Sampath Kumar Singh Katewad1, Rajesh Kumar Avuluri2, Mahendra Kumar Maimal3

The main aims in doing surgery for chronic otitis media are: 1. Complete clearance of progressive disease from its site and form dry and well-epithelialised cavity. 2. Prevention of recurrent and residual cholesteatoma achieved by modifying the anatomy of tympanomastoid compartments. 3. Hearing improvement by reconstructing the ossicles and tympanic membrane. The main indication for revision surgery is failure to achieve above said aims by previous surgeon. The aim of our study was to identify the causes of recurrent disease and the factors that helps in chronic otitis media surgery to minimise the revisions & report the results of revision mastoidectomy.
In this study, thirty patients are selected and operated for revision mastoidectomy surgery at our institute during the period from May 2013 – Dec 2015. These cases were analysed retrospectively, patients who had discharging ear with the history of previous intact canal wall and canal down mastoidectomy surgeries were selected for this study.
In this study, the common age group of patients who underwent revision surgery - 8-46 yrs. (mean 19 yrs.). Majority of patients are female, 16 cases (53.33%); and males 14 cases (46.66%). Revision mastoidectomies were applied to 12 cases (40%) of previous canal wall up mastoidectomies and 18 cases (60%) of prior canal down mastoidectomies. 60% of cases had residual/recurrent cholesteatoma which was the most common finding seen. While in 33.3% cases patient had only chronic granulations. The most frequent site of cholesteatoma was mastoid antrum/mastoid cavity seen in 73% followed by attic 42.3% and mesotympanum in 40% of cases. The common failure in primary surgery was inadequate clearance of diseased mastoid air cells - 48%, high facial bridge - 48%, stenotic meatoplasty - 40%, incomplete removal of buttress - 30%. Tympanic membrane perforation - 6.66% of cases with poor architecture of mastoidectomy were seen.

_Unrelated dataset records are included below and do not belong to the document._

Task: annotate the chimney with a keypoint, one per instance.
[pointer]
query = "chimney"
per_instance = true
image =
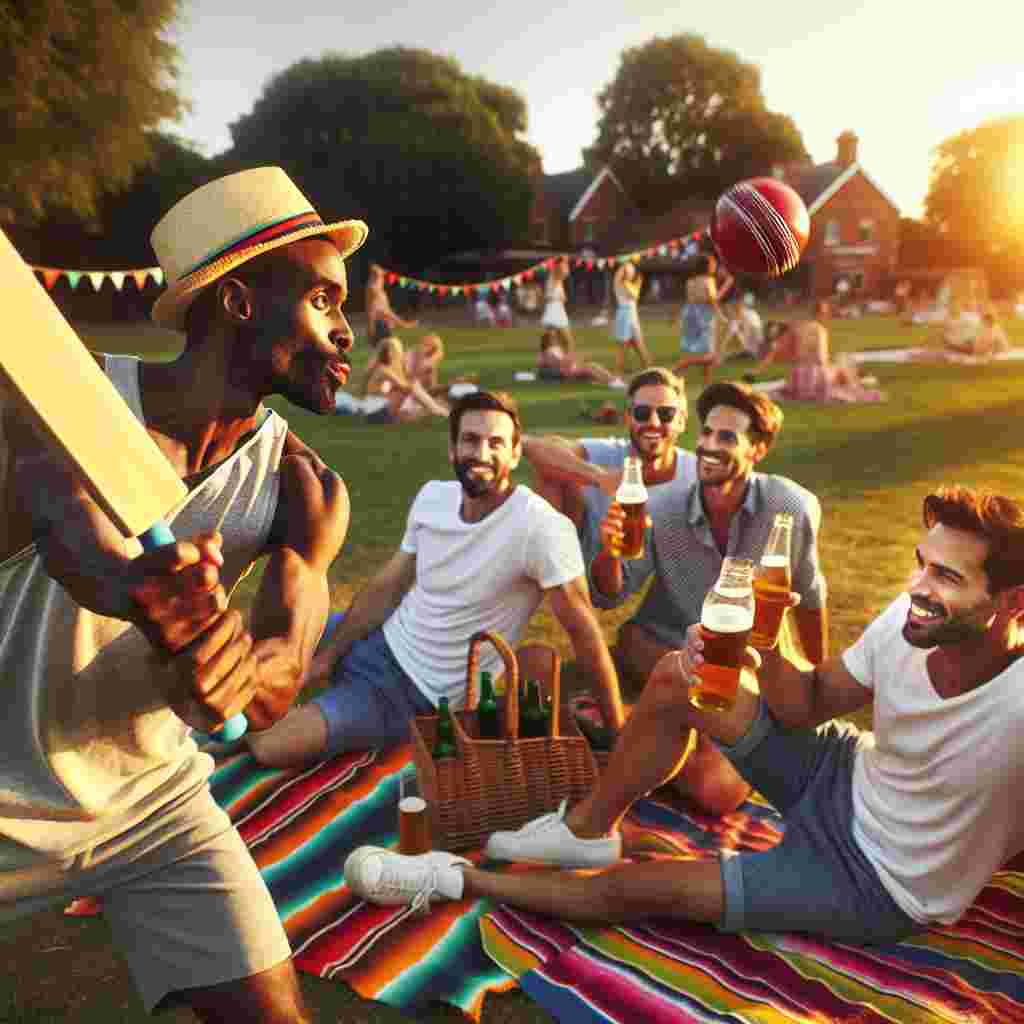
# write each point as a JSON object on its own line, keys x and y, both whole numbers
{"x": 847, "y": 148}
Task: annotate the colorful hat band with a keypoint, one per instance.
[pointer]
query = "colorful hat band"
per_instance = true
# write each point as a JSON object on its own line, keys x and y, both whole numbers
{"x": 266, "y": 232}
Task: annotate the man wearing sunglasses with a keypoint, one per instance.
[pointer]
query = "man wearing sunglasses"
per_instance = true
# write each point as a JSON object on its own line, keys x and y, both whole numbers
{"x": 581, "y": 478}
{"x": 717, "y": 505}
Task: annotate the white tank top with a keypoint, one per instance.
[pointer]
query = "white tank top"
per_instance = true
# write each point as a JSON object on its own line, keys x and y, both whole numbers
{"x": 89, "y": 745}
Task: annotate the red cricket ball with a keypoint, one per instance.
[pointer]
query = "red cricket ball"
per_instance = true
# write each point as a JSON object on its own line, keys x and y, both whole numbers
{"x": 760, "y": 226}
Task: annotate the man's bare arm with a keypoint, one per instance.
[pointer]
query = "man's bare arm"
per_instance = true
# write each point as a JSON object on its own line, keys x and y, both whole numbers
{"x": 559, "y": 459}
{"x": 570, "y": 605}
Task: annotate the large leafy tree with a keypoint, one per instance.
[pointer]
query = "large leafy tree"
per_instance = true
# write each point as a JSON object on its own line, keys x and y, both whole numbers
{"x": 431, "y": 157}
{"x": 976, "y": 193}
{"x": 682, "y": 118}
{"x": 83, "y": 81}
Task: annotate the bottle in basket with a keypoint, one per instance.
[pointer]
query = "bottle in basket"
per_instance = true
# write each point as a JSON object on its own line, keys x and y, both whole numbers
{"x": 726, "y": 620}
{"x": 632, "y": 496}
{"x": 444, "y": 741}
{"x": 487, "y": 718}
{"x": 771, "y": 585}
{"x": 532, "y": 722}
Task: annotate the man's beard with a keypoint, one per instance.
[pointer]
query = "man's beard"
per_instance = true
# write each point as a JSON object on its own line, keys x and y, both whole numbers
{"x": 726, "y": 469}
{"x": 948, "y": 632}
{"x": 476, "y": 486}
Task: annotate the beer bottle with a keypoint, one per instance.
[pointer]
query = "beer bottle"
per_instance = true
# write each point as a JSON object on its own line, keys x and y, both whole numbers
{"x": 486, "y": 710}
{"x": 531, "y": 719}
{"x": 444, "y": 741}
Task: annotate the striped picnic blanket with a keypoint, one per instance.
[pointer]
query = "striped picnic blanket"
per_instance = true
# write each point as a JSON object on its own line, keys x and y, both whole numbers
{"x": 300, "y": 824}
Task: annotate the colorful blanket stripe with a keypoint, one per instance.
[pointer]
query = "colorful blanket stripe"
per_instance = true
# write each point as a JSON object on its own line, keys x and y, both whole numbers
{"x": 672, "y": 972}
{"x": 301, "y": 824}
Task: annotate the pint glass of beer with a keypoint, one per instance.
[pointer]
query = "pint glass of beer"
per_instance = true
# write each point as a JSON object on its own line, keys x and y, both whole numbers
{"x": 772, "y": 584}
{"x": 414, "y": 824}
{"x": 632, "y": 496}
{"x": 726, "y": 620}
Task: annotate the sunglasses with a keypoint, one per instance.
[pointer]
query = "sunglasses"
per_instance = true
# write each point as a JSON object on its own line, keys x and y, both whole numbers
{"x": 665, "y": 413}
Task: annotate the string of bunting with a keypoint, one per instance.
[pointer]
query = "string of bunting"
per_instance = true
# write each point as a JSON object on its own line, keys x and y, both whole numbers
{"x": 539, "y": 269}
{"x": 50, "y": 275}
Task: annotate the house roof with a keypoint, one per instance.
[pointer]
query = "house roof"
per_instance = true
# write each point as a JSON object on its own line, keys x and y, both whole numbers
{"x": 816, "y": 183}
{"x": 569, "y": 192}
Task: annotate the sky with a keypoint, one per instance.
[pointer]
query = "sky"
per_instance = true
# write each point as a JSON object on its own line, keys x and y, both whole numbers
{"x": 904, "y": 75}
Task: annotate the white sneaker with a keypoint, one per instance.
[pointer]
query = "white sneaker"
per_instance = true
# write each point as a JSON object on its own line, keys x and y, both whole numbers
{"x": 381, "y": 876}
{"x": 547, "y": 840}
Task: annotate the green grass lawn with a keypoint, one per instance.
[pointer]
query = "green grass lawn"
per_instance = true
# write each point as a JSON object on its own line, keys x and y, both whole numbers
{"x": 870, "y": 465}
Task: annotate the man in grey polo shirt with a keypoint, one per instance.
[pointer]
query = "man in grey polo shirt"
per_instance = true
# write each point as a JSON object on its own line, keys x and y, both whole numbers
{"x": 581, "y": 479}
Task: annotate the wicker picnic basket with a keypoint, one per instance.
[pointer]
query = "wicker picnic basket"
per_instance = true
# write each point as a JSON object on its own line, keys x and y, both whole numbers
{"x": 499, "y": 783}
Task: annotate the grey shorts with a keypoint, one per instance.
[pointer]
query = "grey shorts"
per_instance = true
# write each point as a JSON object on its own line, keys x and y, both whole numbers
{"x": 816, "y": 880}
{"x": 372, "y": 700}
{"x": 185, "y": 904}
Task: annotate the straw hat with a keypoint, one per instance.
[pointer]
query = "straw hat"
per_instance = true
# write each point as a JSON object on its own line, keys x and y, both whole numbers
{"x": 228, "y": 221}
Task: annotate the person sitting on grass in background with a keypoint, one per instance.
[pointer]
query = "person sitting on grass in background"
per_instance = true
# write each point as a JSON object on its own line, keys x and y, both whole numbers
{"x": 699, "y": 316}
{"x": 423, "y": 361}
{"x": 555, "y": 364}
{"x": 627, "y": 285}
{"x": 381, "y": 318}
{"x": 118, "y": 652}
{"x": 887, "y": 833}
{"x": 407, "y": 398}
{"x": 816, "y": 377}
{"x": 479, "y": 553}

Residual/recurrent cholesteatoma, high facial bridge, improper removal of mastoid air cells, incomplete removal of buttresses, improper saucerisation of mastoid cavity and narrow meatoplasty are causes for discharging cavity. Thorough knowing of the anatomy & behaviour of disease, identify the causes of primary surgical failure and experience of the surgeon are the key factors in outcome of results. Revision mastoidectomy surgery has high success rate in obtaining dry and epithelialised ear by experienced surgeon.